For instance, if you’re reactive and sell shares of a certain company as soon as you hear bad news about it, chances are, so have other investors, which means you may end up selling at a loss, Browning says. “It’s very easy to go in and lose money quickly.” In most cases, you want to invest for the long haul. Most people who invest their retirement savings in stocks do so for decades. Sure, it may go through dips and recessions, “but overall, the market goes up over the long run.”

Although you can trade index funds and fractional shares, he sees most people using micro-investing apps to trade full shares. If you do that, it’s on you to research the companies.

Likewise, Browning strongly advises against wading into more complex investing, like options trading, which Alexander Kearns had engaged in when Robinhood showed him a huge negative cash balance. He died of suicide in June, and his family believes the user interface misled him.

The tragedy, though rare, is still a cautionary tale. If you stick to trading traditional shares, for instance, the worst that could happen is that one of the companies you bought shares in goes out of business, the stock goes to $0, and you lose the amount at which you bought those shares, Browning explains. But once you get into more sophisticated trading, “the risk goes up exponentially. You can lose not only what you put in, but more than what you put in.”

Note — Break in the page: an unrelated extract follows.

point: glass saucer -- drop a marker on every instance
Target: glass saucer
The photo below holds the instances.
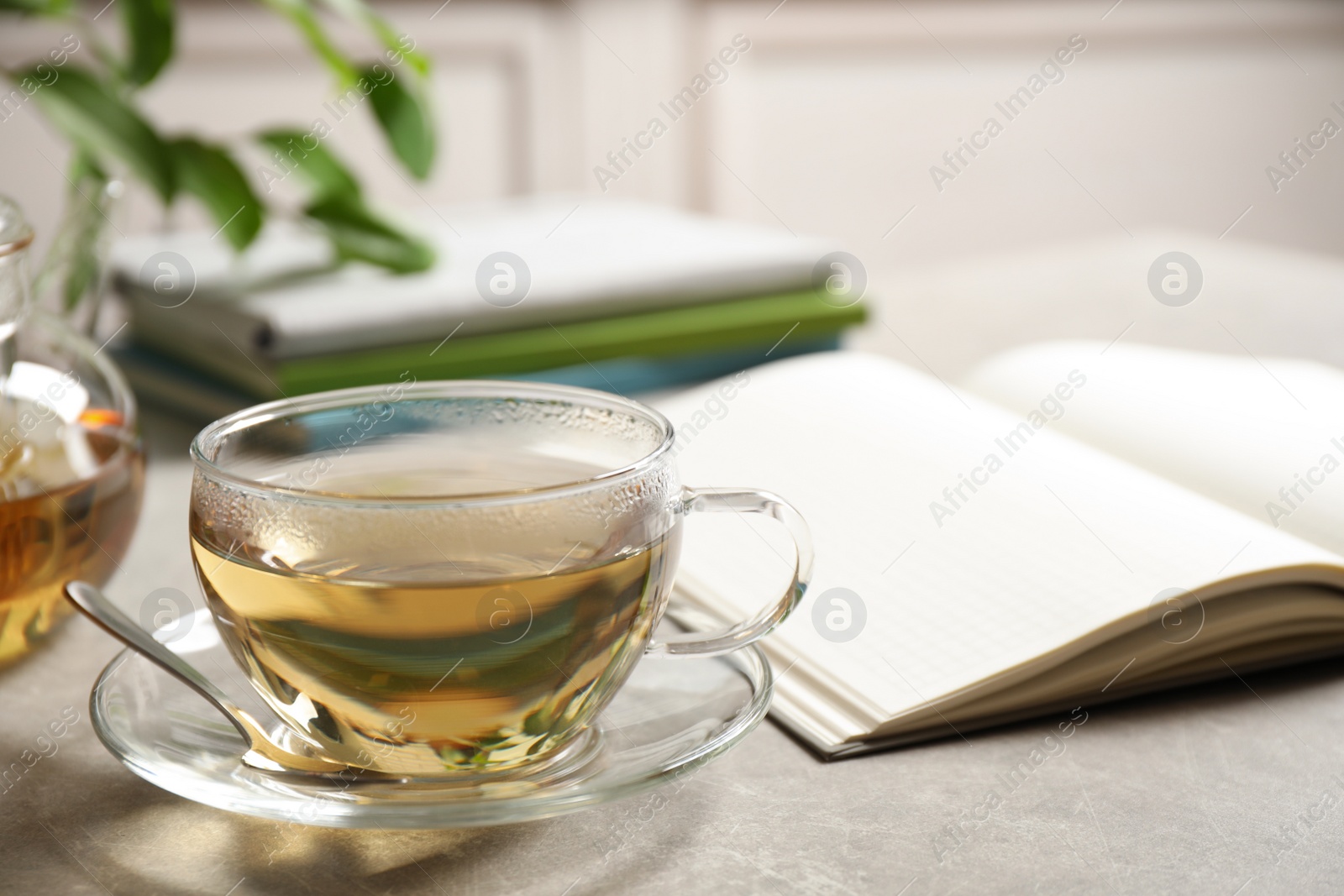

Also keep in mind that your transactions have tax impacts, Browning says. If you bought a share, sold it, and made a profit on it all in less than a year, you’d need to pay income tax on that profit. But if you held it for over a year before selling it, you’d pay capital gains tax, which can be lower than income tax, essentially incentivizing you to invest over longer periods of time.

Basically, while micro-investing might make investing more beginner-friendly, it isn’t without risk. I’ll personally hold off until I’ve finished saving up for my emergency fund before I give it a try, and even then, proceed with caution. At the very least, now I realize I don't need to move up several tax brackets to invest in the stock market — I can start in the near future.